Here are the loss and accuracy graphs along the training process of one specific JNJ LOB experiment (k = 8, alpha = 7e-6)
Model | k | Accuracy | Epochs taken |
---|---|---|---|
Author’s Report on LSE dataset | 20 | 70.17% | |
Author’s Report on LSE dataset | 50 | 63.93% | |
Author’s Report on LSE dataset | 100 | 61.52% | |
Replicate on JNJ orderbook data | 8 | 70.28% | 184 |
Replicate on JNJ orderbook data | 26 | 80.50% | 113 |
Replicate on JNJ orderbook data | 80 | 77.52% | 32 |
From the result, my experiment result shows high validation accuracy than authors' experiment on LSE dataset. This shows that my replicated model has great performance on the specific JNJ dataset.
I also notice that as k increases in my experiment, final valdiation accuracy has a rough increasing trend (until certain k value) and the number of epochs taken for training goes down as k increases. However, the valdiation accruacy trend along k is opposite in authors' report. This is an observation that is worth more thinking and research.
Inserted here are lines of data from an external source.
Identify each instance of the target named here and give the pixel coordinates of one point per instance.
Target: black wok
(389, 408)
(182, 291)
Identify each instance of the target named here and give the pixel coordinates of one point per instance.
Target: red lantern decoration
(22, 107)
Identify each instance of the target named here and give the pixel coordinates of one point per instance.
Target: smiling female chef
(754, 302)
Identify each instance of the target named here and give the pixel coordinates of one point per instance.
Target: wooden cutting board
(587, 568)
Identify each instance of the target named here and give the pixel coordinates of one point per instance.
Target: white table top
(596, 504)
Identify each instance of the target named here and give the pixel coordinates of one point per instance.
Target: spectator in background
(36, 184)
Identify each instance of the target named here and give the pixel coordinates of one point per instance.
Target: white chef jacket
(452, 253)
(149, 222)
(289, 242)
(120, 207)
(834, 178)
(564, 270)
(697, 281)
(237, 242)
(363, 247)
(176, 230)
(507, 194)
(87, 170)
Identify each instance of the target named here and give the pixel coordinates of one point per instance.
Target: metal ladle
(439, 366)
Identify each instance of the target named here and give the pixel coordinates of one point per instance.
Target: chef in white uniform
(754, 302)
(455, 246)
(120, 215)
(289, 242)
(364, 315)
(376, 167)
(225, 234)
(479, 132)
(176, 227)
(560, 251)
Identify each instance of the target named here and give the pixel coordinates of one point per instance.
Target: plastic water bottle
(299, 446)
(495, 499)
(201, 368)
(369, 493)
- The model I replicated and implemented could successfully be trained and reach similar performance as the author reported.
- The model does need sufficient amount of data for training to avoid overfitting problem.
- As the k parameter increases, according to my experiment, the number of epochs needed for the training to finish decreases.
- The model performs well still with adjustment on how midprice is calculated and how lables are generated.
- The model has a stable great performance on high frequency dataset.
In the next step, I have two plan steps:
- With more computing power allowed, I plan to conduct experiment on larger limit order book dataset on liquid assets
- Further research on how the value of k affects model performance and find out what tasks the model is most appropriate for.
An important next-step consideration of putting this model into application from here:
- It will be very meaningful to think about how the result of the model could be used for real-life trading strategies in high frequency trading environment.
- Whether there is any other adjustment on the labelling method needed for the model to make the conversion to real trading strategies feasible and applicable.